# Turing Machine & Deep Learning 2023
*Author: Satchit Chatterji (satchit.chatterji@gmail.com)*

## Lecture 2: Supervised ML (Classification)
> Today's question: How can I classify handwritten digits?

The MNIST dataset is a widely used benchmark dataset in machine learning and computer vision. It consists of a collection of 70,000 grayscale images of handwritten digits from 0 to 9. Each image is a 28x28 pixel square, making it a 28x28 matrix of numerical values.
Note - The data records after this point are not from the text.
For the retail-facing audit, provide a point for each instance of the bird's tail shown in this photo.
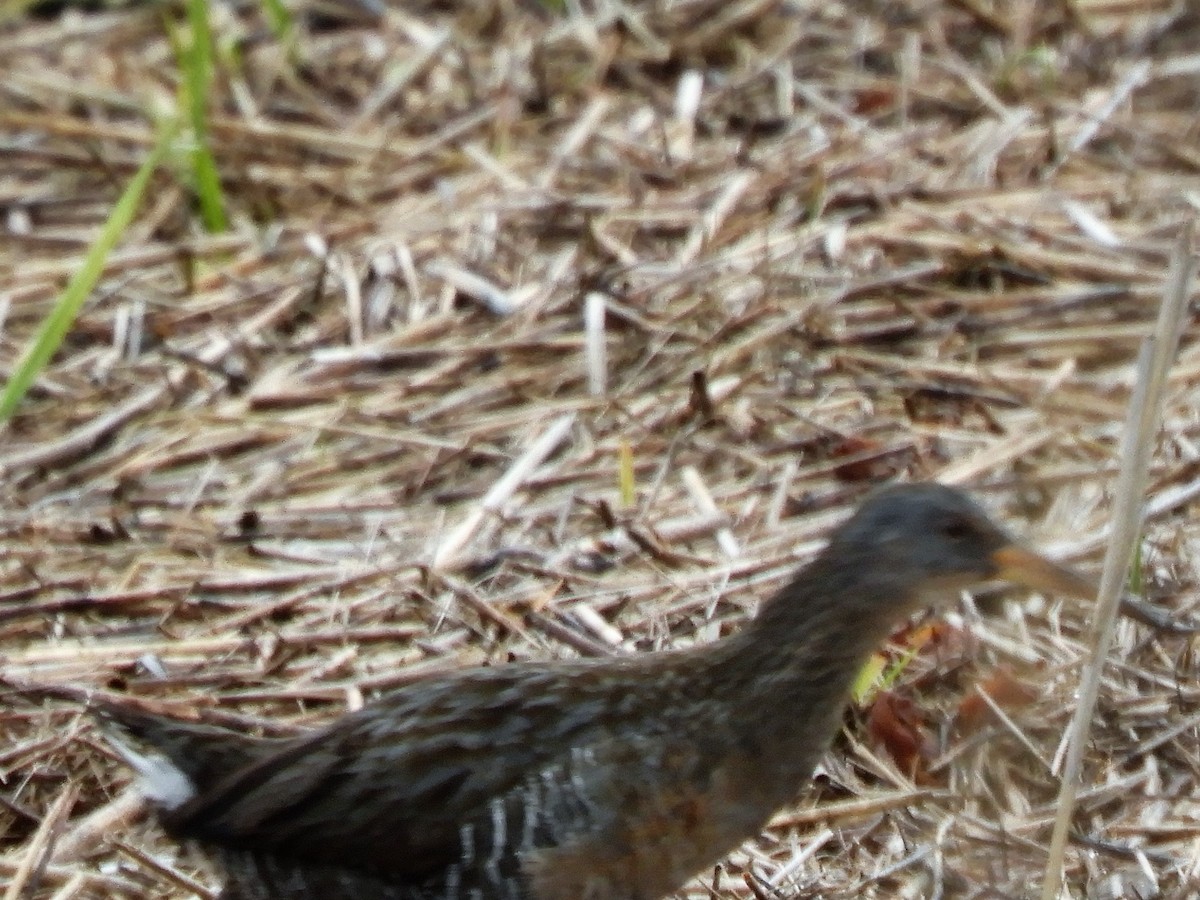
(175, 759)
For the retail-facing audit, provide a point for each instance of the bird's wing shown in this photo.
(390, 787)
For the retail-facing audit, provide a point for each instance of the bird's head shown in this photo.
(927, 537)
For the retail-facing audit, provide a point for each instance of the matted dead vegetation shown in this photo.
(367, 435)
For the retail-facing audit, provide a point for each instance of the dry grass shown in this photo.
(371, 432)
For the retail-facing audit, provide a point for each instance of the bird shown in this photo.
(597, 779)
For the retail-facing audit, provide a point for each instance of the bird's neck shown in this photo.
(789, 673)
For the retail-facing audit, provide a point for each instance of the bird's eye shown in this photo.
(957, 529)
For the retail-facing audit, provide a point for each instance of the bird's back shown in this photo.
(537, 783)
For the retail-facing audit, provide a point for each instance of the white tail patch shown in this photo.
(162, 783)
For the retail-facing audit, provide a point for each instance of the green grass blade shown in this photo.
(60, 318)
(197, 63)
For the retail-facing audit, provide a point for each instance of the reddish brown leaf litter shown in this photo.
(371, 432)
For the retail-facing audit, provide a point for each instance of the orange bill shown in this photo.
(1024, 567)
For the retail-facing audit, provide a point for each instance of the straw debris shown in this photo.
(489, 265)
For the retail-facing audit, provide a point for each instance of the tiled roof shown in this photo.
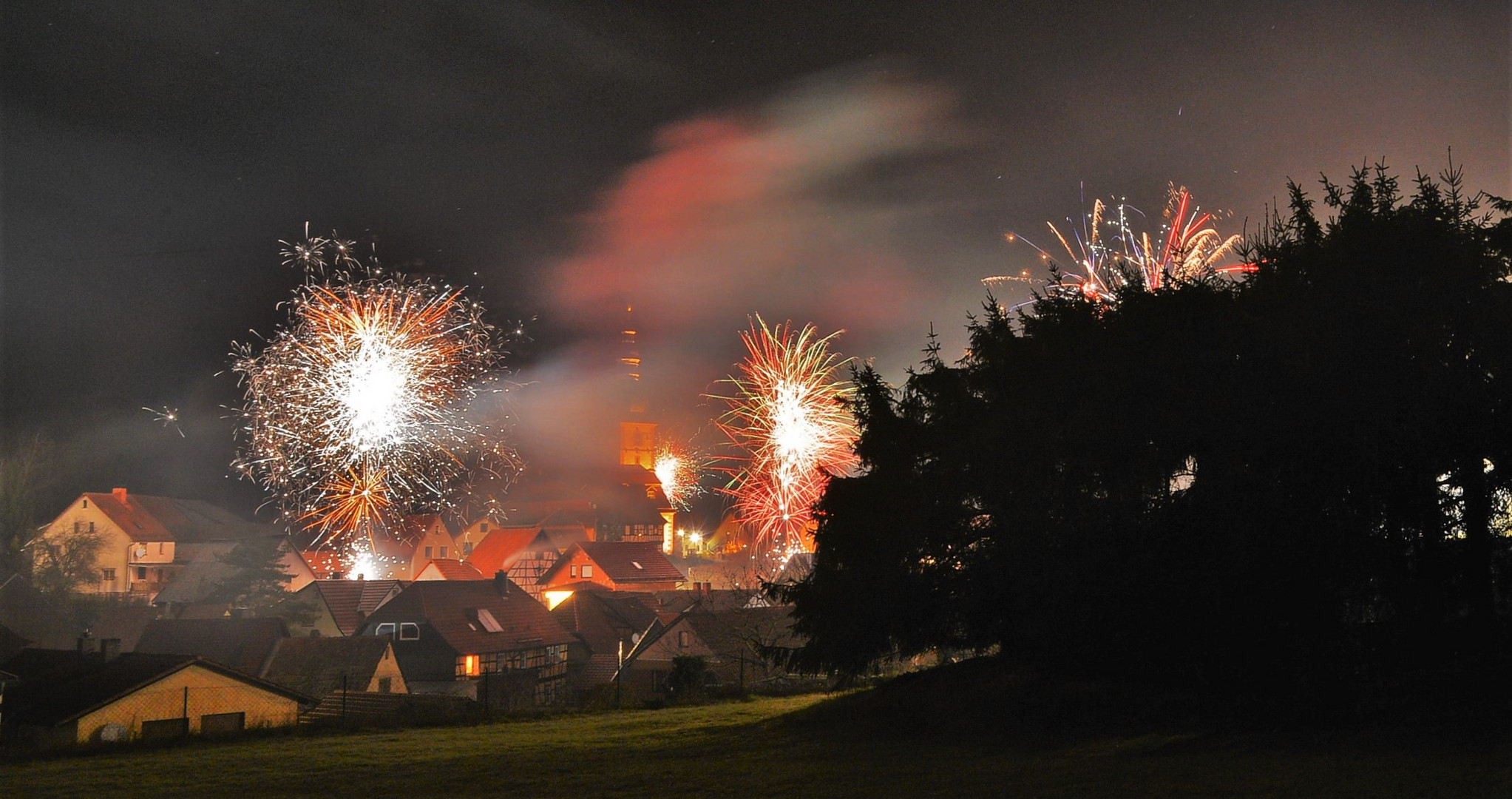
(625, 562)
(351, 601)
(240, 644)
(316, 667)
(58, 686)
(501, 548)
(166, 519)
(602, 619)
(452, 570)
(451, 609)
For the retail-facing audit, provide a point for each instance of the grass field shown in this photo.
(762, 748)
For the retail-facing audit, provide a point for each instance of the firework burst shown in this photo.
(169, 417)
(679, 468)
(1111, 254)
(356, 414)
(788, 419)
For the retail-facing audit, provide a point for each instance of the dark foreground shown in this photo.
(791, 746)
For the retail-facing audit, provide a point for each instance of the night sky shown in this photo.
(853, 165)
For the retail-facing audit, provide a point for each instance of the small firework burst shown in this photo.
(169, 417)
(357, 412)
(1109, 254)
(679, 470)
(790, 424)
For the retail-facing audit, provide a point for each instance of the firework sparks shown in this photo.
(356, 414)
(790, 421)
(169, 417)
(1109, 254)
(679, 468)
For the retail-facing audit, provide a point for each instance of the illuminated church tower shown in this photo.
(637, 435)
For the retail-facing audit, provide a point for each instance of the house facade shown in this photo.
(144, 541)
(64, 696)
(483, 638)
(637, 567)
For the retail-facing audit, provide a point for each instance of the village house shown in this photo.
(639, 567)
(144, 541)
(322, 667)
(522, 553)
(486, 639)
(342, 606)
(733, 644)
(67, 696)
(450, 570)
(398, 550)
(608, 625)
(205, 574)
(245, 645)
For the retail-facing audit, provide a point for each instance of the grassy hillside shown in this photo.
(794, 746)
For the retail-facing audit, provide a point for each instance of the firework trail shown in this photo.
(679, 468)
(1111, 254)
(790, 422)
(169, 417)
(356, 414)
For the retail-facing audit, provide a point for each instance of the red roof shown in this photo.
(166, 519)
(452, 570)
(501, 548)
(415, 527)
(625, 562)
(452, 610)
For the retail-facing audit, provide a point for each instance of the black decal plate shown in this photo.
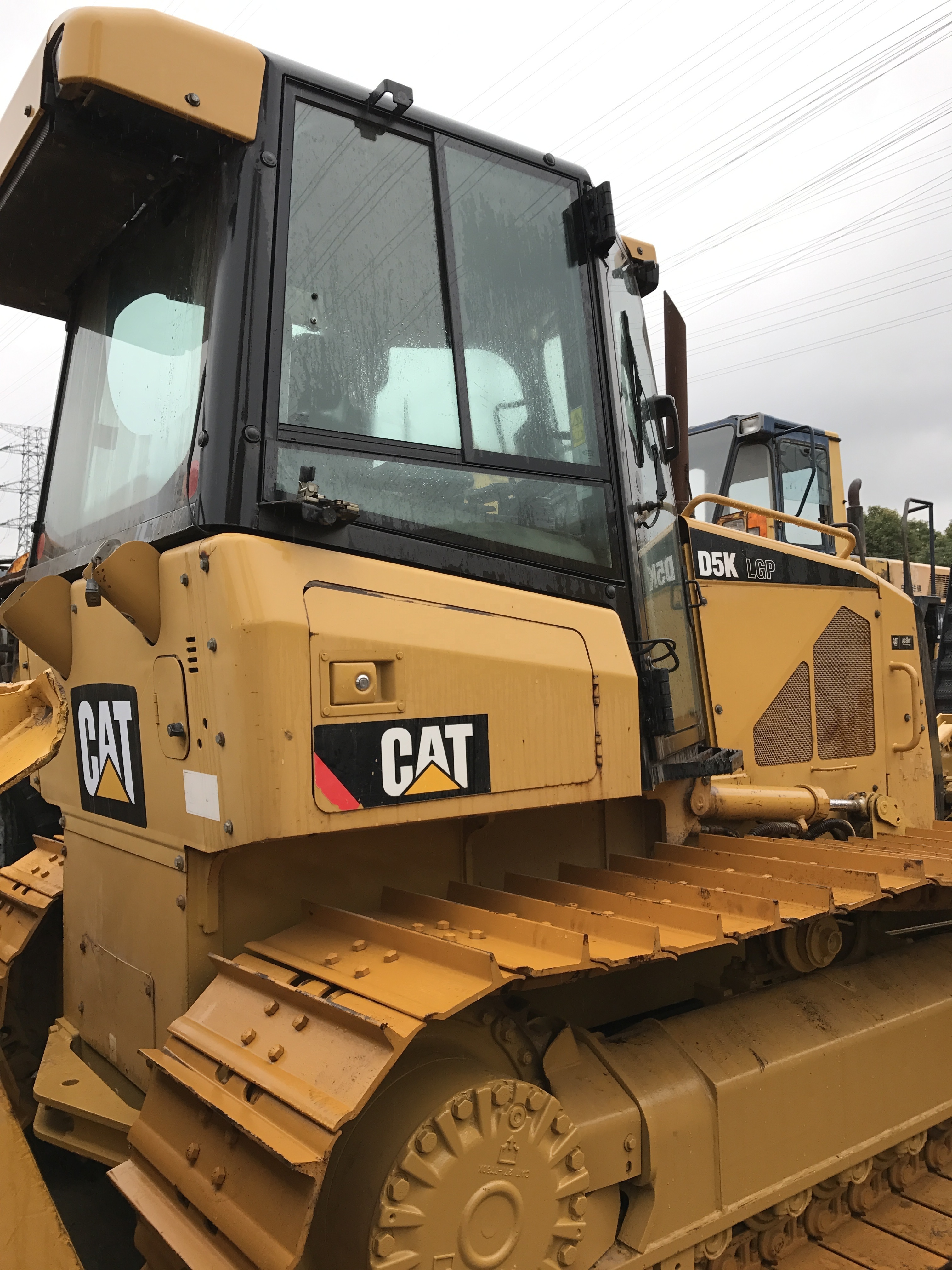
(110, 751)
(379, 764)
(722, 559)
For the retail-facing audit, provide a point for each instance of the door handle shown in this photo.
(916, 717)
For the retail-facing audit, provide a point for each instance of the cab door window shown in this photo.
(807, 492)
(752, 481)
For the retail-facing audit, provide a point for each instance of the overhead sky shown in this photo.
(790, 161)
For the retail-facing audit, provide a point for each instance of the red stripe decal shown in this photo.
(333, 790)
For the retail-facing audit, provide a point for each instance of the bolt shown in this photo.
(399, 1189)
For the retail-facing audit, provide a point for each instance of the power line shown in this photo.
(787, 115)
(870, 155)
(818, 314)
(923, 315)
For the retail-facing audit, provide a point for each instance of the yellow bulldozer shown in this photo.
(466, 860)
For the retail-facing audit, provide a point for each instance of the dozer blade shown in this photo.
(32, 726)
(31, 1231)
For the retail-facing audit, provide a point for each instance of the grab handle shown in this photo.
(916, 716)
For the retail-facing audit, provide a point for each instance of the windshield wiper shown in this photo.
(635, 390)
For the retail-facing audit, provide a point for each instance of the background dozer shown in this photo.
(422, 898)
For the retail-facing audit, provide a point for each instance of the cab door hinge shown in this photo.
(600, 219)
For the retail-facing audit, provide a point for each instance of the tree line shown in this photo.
(884, 538)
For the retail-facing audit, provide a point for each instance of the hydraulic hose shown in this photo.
(776, 830)
(841, 830)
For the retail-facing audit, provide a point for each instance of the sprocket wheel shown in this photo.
(494, 1179)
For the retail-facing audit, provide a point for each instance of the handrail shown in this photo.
(833, 530)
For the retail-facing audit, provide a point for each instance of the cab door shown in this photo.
(663, 616)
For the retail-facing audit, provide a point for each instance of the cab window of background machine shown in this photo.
(796, 470)
(134, 379)
(367, 353)
(709, 454)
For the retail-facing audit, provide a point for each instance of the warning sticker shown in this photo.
(377, 764)
(110, 752)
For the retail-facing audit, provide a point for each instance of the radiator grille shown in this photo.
(785, 733)
(843, 688)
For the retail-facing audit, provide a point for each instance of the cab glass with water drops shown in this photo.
(437, 360)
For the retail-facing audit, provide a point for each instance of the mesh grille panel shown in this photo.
(785, 733)
(843, 688)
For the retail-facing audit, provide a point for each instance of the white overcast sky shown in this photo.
(790, 161)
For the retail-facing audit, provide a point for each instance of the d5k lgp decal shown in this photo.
(379, 764)
(108, 751)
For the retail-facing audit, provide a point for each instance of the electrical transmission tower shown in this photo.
(30, 445)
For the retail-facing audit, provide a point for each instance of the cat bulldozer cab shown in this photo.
(468, 861)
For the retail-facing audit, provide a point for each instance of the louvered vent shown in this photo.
(843, 688)
(785, 733)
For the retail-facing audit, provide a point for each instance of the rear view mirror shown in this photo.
(668, 432)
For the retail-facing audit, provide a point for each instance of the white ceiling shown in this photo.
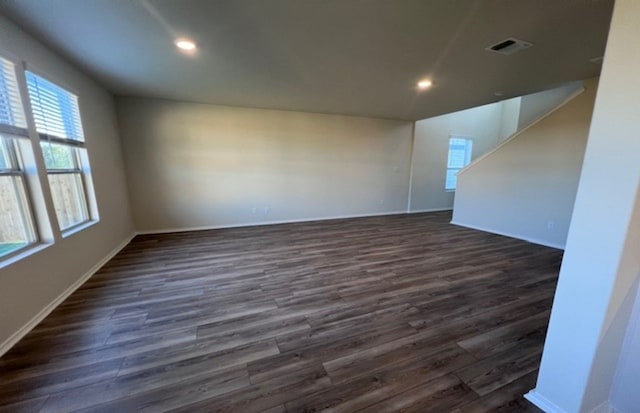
(357, 57)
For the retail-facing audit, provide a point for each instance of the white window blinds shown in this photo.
(55, 110)
(12, 118)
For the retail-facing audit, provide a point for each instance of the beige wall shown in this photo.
(194, 165)
(535, 105)
(31, 284)
(526, 188)
(431, 148)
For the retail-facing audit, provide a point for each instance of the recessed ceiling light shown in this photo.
(424, 84)
(186, 45)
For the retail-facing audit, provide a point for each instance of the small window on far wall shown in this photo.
(459, 157)
(57, 118)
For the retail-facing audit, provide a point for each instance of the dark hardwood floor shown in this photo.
(384, 314)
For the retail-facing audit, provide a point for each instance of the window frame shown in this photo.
(14, 139)
(80, 157)
(26, 205)
(468, 155)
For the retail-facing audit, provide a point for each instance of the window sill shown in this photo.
(78, 228)
(24, 253)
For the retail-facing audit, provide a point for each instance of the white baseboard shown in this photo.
(506, 234)
(549, 407)
(18, 335)
(261, 223)
(543, 403)
(419, 211)
(605, 407)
The MNIST dataset is often used for tasks such as digit recognition and serves as a fundamental dataset for developing and evaluating various image classification algorithms and models.

Today, we'll try to classify digits in this dataset using methods we learnt in the lecture.

#### Learning outcomes:
- Using benchmark data sets (MNIST)
- Reshaping inputs, outputs
- Logistic Regression
- Decision Trees
- Random Forests
- SVMs

# Loading MNIST

Because it is so popular, we can get an easily-accessible version via e.g. [TensorFlow](https://www.tensorflow.org/) that already comes with a test/train split.

In [None]:
# get dataset
from tensorflow.keras.datasets import mnist
# get common libraries
import matplotlib.pyplot as plt
import numpy as np

## Exploring MNIST

In [None]:
# load data

### Label distribution

In [None]:
plt.hist(...)
plt.xticks(0.9*np.arange(10)+0.45, range(10))

plt.ylabel(...)
plt.xlabel(...)
plt.show()

### Exploring the images

In [None]:
# shape of the datasets

In [None]:
# shape of each image

In [None]:
# plot first image


In [None]:
# plot a bunch more images

fig, axs = plt.subplots(5,5)
axs = axs.flatten()
fig.tight_layout(pad=0.3)

for i, ax in enumerate(axs):
    ax.imshow(...)
    ax.set_title(...)
    ax.axis("off")

### Reshaping MNIST

The ML algorithms used in this notebook usually expect the input to be a vector, and not a matrix. Thus, we need to reshape the samples into a single vector that is 784 dimensions long.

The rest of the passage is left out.